Chapter-By-Chapter Preview of How To Become A Data ScientistApr 08, 2023
Chapter 1: Who Is a Mid- or Late-Career Professional?
What in the world is an established professional, and do you fit the description?
An established professional is someone who has been in the workforce long enough to develop administrative, management, supervisory, strategic, or leadership skills.
Do you want to know what one of your most valuable assets are as an established professional? Most people do not even use it to their advantage. Read Chapter 1 to find out and learn how you can leverage your previous work experience to its fullest.
Chapter 2: What Is Data Science?
Currently there is a skills gap in the data science industry. The field does not have many applicants with data science as their degrees. Do you know what that means?
Yep, more room for you, the established professionals just like you!
The majority of applicants are professionals with previous experience exploring data and a desire to learn more. Advanced degrees are not always a requirement when becoming a data scientist.
One of the advantages of being a mid- to late career professional is blending your data science skills with knowledge of your previous industry.
In this chapter, I dive into the top skills needed to set yourself apart from the other applicants and how to use your domain knowledge to land the position you want.
Chapter 3: You Might Already Be a Data Scientist
There is a difference between being a data scientist and earning a living as a data scientist. Many established professionals are already working as data scientists, but are not being compensated as one.

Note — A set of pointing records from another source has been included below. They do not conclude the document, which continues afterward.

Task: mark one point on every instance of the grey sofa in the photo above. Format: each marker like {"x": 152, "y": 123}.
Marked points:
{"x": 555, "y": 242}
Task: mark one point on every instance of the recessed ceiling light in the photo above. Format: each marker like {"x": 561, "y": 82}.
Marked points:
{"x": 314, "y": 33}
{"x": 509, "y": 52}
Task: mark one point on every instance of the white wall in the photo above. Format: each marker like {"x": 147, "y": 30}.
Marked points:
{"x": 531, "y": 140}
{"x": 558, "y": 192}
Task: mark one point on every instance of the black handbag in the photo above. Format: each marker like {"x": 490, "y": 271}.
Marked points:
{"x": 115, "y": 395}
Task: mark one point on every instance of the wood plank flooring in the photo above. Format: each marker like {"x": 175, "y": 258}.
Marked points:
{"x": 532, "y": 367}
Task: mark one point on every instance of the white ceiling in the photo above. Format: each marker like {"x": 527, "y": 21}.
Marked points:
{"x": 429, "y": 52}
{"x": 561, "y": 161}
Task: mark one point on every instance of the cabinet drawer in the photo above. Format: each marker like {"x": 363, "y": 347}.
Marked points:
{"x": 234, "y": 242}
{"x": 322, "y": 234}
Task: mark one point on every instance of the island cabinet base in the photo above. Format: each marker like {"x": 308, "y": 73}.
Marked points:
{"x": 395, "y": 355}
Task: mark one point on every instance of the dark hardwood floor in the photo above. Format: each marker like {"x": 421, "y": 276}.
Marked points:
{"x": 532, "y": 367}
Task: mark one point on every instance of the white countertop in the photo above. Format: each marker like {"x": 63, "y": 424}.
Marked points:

When you are looking for a job it is easy to fall into the trap of imposter syndrome thinking. You start to convince yourself that you are not qualified enough, good enough, or educated enough. Believing these thoughts are holding you back.
Check out pages 57-68 to learn two things you can do today to overcome imposter syndrome.
Chapter 4: Preparing Friends, Family, and Others for Your Career Transition
Have you been worried about how you're going to let your family and friends know that you want to make a career change?
Deciding to make a career transition as an established professional is not easy to do. Many established professionals have families that will be impacted by the change. Notifying your family and friends may make this transition feel like a selfish decision. They may even interpret your need for change as ungratefulness for your current situation
In this chapter I walk you through step-by-step how to approach your network with your career transition.
Chapter 5: The Resume
A key bit of advice in this chapter is whether to use first or second person when you write about yourself. If you are not sure what this means here are some examples:
First person: My name is Ada Lovelace and I wrote the first computer algorithm. (The voice of the text is the voice of the person speaking).
Third person: Ada wrote the first computer algorithm. (The voice of the text is another - third - person speaking).
The answer may surprise you. If you have ever struggled with this question this chapter will help.
Among the many additional puzzlers is whether your education section in the resume should go before or after the employment section. The answer to this one is much less straightforward but Chapter 5 makes it clear for you.
Chapter 6: LinkedIn
Everyone knows that when using LinkedIn it is important to keep it as professional as possible. But what does that mean, really? How can you keep your LinkedIn profile active and professional?
Chapter 6 provides advice that goes above and beyond what to say and how to say it. From banner formatting to profile development, you will have a clear understanding of how to use LinkedIn to attract the potential employers you want.
Chapter 7: The Distributed Profile Strategy
Your portfolio is one of the most important aspects of displaying your skills as a data scientist. Using a distributed portfolio strategy, you will establish a strong persona as a professional data scientist, in addition to reminding folks about yourself through multiple avenues. Pursuing a distributed strategy involves placing portfolio content within certain, highly frequently sites.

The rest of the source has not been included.